Zrobię wszystko. Jeśli by mi kazali biegać nago po Pasażu Schillera, zrobię to. I pierolę rozstępy i cellulit. Naprawdę to zrobię.
Czuję się jak robal. Jak brudne dziecko sutereny. Jak jakaś pojebana łajza. Bo nic mi się w życiu nie udaje. Wiem, że w tym momencie każdy sobie może pomyśleć, że jaka to ze mnie suka, przecież ludzie nie mają rąk i nóg, są ślepi albo ciężko chorzy, a nie narzekają. Ale mnie naprawdę w życiu nie wychodzi. Niewiele w życiu chciałam tak mocno, jak tej medycyny. I doskonale wiedziałam, ze będzie ciężko i tyrałam jakbym miała motorek w tyłku przez cały rok. A znam całe mrowie ludzi, którzy zaczęli się uczyć w połowie kwietnia i wyszli na tym lepiej ode mnie.
Koniec. Do końca wakacji nie wspominam ani o studiach, ani o życiowym pechu, ani o tym, że wszystko się perdoli pierdyliard.
Ani słowa.
Będę pisać o czymś przyjemnym.
Na przykład o muzyce. Muzyka to jest jedna z najistotniejszych składowych mojej egzystencji na ziemskim padole. Naprawdę, mogę żyć bez wielu rzeczy, ale bez muzyki...? No way. Ponoć momentami jest to dosyc wkurwiające, bo pierwsze co robię rano, jeszcze zanim pójdę umyc zęby (a to jest dla mnie BARDZO istotny element dnia, myję zęby jakieś 10 razy dziennie), to włączam wieżę albo komputer i zapuszczam muzę, joł. Znaczy hip-hopu akurat nie słucham, ani żadnych mu pośrednich rapów, ale mjuzik musi być!
A jakiej muzyki słucham?
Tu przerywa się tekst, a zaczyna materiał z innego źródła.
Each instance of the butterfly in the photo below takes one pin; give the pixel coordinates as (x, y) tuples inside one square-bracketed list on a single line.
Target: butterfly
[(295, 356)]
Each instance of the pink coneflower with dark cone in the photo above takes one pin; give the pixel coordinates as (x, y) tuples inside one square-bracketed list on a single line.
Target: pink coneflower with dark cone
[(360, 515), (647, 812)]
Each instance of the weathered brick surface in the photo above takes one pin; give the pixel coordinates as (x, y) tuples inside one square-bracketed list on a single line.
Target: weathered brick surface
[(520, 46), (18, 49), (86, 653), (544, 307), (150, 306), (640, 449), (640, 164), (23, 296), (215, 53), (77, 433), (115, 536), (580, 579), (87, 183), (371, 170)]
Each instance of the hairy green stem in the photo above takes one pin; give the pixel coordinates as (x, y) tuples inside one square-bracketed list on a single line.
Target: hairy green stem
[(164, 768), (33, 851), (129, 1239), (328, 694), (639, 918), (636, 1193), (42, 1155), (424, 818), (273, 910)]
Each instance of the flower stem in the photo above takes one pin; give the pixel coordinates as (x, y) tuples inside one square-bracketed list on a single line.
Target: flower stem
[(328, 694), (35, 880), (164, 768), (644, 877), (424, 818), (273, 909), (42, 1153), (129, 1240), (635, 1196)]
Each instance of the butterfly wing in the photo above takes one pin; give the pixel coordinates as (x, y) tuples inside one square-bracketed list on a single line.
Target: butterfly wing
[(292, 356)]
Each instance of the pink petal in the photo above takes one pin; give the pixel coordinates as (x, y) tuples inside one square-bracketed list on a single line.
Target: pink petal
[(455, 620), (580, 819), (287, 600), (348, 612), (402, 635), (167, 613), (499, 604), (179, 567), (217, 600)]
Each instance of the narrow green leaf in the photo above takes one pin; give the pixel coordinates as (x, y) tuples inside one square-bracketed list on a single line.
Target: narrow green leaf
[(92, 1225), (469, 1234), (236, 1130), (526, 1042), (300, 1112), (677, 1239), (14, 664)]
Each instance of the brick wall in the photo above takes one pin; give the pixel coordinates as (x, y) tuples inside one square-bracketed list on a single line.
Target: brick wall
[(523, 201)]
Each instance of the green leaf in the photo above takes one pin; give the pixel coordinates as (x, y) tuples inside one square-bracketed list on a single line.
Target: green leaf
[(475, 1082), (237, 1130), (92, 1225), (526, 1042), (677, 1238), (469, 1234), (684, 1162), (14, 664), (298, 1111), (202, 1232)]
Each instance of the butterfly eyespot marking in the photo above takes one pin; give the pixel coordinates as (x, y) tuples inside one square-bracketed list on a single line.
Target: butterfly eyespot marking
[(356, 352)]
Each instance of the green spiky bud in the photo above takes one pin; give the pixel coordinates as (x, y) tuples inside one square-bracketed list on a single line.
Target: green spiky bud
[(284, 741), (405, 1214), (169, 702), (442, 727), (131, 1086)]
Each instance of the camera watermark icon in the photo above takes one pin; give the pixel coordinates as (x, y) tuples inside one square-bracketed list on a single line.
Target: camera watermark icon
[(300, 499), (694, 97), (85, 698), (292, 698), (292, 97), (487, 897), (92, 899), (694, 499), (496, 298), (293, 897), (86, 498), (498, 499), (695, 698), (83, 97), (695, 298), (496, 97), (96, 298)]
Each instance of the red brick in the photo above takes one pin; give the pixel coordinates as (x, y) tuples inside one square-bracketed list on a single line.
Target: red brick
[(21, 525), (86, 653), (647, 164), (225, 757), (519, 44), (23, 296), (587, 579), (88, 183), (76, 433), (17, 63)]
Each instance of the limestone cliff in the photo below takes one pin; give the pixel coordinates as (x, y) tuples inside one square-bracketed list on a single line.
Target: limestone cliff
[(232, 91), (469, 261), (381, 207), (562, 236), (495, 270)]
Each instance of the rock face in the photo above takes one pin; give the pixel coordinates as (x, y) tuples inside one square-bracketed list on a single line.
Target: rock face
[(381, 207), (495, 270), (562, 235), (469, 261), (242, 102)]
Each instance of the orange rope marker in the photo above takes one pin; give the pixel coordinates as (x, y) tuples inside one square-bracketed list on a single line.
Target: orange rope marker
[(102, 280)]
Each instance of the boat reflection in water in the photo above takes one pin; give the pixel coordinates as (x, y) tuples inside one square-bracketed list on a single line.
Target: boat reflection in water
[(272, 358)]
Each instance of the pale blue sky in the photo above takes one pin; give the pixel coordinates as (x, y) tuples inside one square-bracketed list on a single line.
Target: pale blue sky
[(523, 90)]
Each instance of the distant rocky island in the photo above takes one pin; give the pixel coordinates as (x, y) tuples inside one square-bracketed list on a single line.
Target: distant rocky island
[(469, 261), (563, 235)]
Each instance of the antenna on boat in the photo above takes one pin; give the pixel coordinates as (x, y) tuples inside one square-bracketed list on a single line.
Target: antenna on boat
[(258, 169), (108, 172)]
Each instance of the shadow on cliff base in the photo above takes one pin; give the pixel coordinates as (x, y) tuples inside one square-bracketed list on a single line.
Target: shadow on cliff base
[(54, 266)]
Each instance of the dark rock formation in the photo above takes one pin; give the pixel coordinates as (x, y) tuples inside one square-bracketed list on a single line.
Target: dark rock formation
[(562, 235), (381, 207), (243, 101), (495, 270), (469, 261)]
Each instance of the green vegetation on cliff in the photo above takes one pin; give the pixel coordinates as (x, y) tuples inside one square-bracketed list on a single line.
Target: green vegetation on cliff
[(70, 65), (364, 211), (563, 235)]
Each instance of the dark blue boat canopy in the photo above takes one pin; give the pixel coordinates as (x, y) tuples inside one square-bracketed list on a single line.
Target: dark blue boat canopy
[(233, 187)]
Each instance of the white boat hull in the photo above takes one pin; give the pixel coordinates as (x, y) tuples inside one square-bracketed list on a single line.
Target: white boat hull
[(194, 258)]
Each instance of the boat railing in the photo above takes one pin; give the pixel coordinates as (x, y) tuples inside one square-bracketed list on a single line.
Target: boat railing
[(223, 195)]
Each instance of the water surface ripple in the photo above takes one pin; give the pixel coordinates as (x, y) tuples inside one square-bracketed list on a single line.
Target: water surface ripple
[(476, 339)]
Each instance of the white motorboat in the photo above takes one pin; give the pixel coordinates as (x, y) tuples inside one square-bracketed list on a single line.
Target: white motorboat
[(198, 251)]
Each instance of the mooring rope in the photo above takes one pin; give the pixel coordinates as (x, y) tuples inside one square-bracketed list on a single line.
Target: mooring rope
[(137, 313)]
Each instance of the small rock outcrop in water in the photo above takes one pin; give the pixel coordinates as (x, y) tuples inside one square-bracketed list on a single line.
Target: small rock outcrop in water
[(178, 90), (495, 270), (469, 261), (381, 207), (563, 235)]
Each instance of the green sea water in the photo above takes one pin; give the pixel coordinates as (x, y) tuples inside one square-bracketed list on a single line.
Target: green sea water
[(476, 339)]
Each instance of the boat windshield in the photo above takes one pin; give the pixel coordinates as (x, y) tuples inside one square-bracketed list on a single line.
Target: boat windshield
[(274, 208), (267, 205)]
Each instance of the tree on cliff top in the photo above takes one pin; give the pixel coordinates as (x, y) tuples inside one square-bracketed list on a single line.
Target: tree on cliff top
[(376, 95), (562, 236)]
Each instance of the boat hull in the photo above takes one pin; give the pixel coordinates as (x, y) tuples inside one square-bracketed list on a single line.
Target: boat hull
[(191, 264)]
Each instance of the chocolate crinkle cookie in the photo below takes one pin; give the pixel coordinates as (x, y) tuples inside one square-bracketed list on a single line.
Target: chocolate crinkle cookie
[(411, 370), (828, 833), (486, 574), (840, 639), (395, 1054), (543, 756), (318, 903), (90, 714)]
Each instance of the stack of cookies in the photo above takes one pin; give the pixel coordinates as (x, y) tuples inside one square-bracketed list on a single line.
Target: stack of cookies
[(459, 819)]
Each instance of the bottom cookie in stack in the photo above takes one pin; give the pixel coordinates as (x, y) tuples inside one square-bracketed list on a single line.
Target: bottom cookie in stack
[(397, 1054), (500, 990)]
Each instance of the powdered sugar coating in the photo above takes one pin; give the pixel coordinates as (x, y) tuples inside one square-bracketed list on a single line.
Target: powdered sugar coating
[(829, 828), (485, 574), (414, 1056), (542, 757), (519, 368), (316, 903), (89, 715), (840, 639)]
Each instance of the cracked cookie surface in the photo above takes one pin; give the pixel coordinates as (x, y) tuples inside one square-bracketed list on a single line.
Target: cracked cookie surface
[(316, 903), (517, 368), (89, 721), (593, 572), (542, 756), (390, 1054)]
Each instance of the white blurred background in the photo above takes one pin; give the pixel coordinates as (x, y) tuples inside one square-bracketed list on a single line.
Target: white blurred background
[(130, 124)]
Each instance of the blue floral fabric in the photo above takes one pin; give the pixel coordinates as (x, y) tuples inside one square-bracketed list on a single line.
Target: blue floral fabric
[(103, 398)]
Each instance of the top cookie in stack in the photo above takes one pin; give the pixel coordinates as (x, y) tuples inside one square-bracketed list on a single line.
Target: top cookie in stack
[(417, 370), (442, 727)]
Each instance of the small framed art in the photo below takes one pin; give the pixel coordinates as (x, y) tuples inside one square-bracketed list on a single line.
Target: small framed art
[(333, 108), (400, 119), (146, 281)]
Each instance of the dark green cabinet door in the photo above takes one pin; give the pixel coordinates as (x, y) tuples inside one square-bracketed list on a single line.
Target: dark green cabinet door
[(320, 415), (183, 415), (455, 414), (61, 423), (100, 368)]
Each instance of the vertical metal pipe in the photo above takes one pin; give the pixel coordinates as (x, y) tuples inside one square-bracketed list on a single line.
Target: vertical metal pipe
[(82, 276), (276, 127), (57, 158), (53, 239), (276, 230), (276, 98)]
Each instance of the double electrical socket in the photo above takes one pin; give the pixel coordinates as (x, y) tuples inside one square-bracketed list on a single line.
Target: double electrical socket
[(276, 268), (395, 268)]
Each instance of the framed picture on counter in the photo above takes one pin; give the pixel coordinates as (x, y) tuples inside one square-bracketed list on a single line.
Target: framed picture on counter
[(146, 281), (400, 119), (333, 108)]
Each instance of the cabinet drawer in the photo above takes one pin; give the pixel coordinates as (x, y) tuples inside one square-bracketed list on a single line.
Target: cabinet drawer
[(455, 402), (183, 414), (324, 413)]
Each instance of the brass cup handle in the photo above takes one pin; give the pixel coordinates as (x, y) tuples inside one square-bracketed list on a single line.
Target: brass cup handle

Dużo indie (wiem, że mnóstwo osób reaguje rzyganiem na dźwięk słowa "indie", ale jak dla mnie to całkiem spoko brzmi ;)) i alternatywy, ostatnio (tj. tak z ostatnie pół roku ;)) przeżywam fascynację elektroniką, trip-hopem, progressivem i w ogóle całym syntezatorowym brzmieniem. Jestem absolutną psychofanką Chrisa Cornera i to w każdej postaci: solo, z IAMX, ze Sneaker Pimps. Kocham go czystą, nieskalaną miłością. Z resztą zdążyłam mu o tym powiedzieć, bo w tym roku grał w Łodzi, a szczęśliwie się stało, że udało mi się dotrzeć do jego garderoby ;>.
I w ogóle straszliwie mnie wkurwiają ludzie, co to są "indie-laskami" czy tam "indie-chłopaczkami" i gardzą hip-hopem, disco czy popem. I chociaż na moim iPodzie króluje alternatywa, to absolutnie nie wstydzę się tego, że zdarza mi się "grzeszyć" popem. Moją drugą miłością (ah, platoniczną!), zaraz po Krzysztofie jest Robbie Williams. Odpływam za każdym razem, gdy słyszę ten jego głęboki głos. Albo a-ha. Nooooo kurde, to są goście dopiero! "Take on me" buja kazdego, chociaż może się do tego nie przyznawać ;).
Dostałam słowotoku, jak zawsze gdy piszę (lub mówię) o muzyce. Temat rzeka.
Z resztą ja zawsze mam słowotok. Wszyscy mi to mówią ;)

sobota, 17 lipca 2010

burza, amigos!

W sumie to nie mam o czym pisać. Robię to głównie z tego względu, że przed chwilą zakończyłam cykliczne przeglądanie czytanych przeze mnie blogów i się potężnie wkur...wkurzyłam, bo ludzie od miesiąca nic nie publikują.
I ja rozumiem, że to dla nich nie jest żaden zasrany obowiązek, ażeby pisać notki co 2 dni, ale mnie to wkurwia, bo chcę sobie poczytać, a nie mogę.
Miałam ograniczyć przeklinanie. Staram się, ale będzie ciężko. Wszystko potrafię sobie ograniczyć, od fajek, po jedzenie, aż na internecie kończąc. A przeklinania nie mogę, chociaz co jakis czas przysięgam sobie, że OD DZISIAJ już nie bluźnię.
Myślę, że wpływ na to mają też moi rodzice, którzy nigdy nie zabraniali mi używać TYCH HANIEBNYCH SŁÓW. Chyba generalnie uważali (i uważają), że lepsze to niż jakbym miała rozbijać talerze albo ciąć się starą żyletką, aby dać upust NEGATYWNYM EMOCJOM.
Więc sobie przeklinam.

Właśnie w ukochanym mieście Łodzi mamy burzę. Pierwszą od nie wiem kiedy. Całe szczęście, bo myślałam, że odwalę kitę jak spojrzałam na termometr, a tam 35 stopni ;/ To nie są temperatury dla normalnych ludzi ;/
Dlatego chciałabym wyjechać do Szwecji. Ile razy z kimś poruszę ten temat to zawsze: "Pojebało?" albo wzrok z gatunku "Zapomniałaś wziąć porannej dawki leków?".
A ja dużo bardziej wolę Szwecję niż te wszystkie Włochy, Hiszpanie i inne tam takie.
W Szewcji jest zajebiście.
I nieważne, że nigdy tam nie byłam, ja to WIEM. W sierpniu jadę do Berlina na tygodniowy melanż powiązany z rozwojem psycho-kulturowym i w sumie to powaznie rozważam opcję wyskoku do Sztokholmu. Zobaczymy.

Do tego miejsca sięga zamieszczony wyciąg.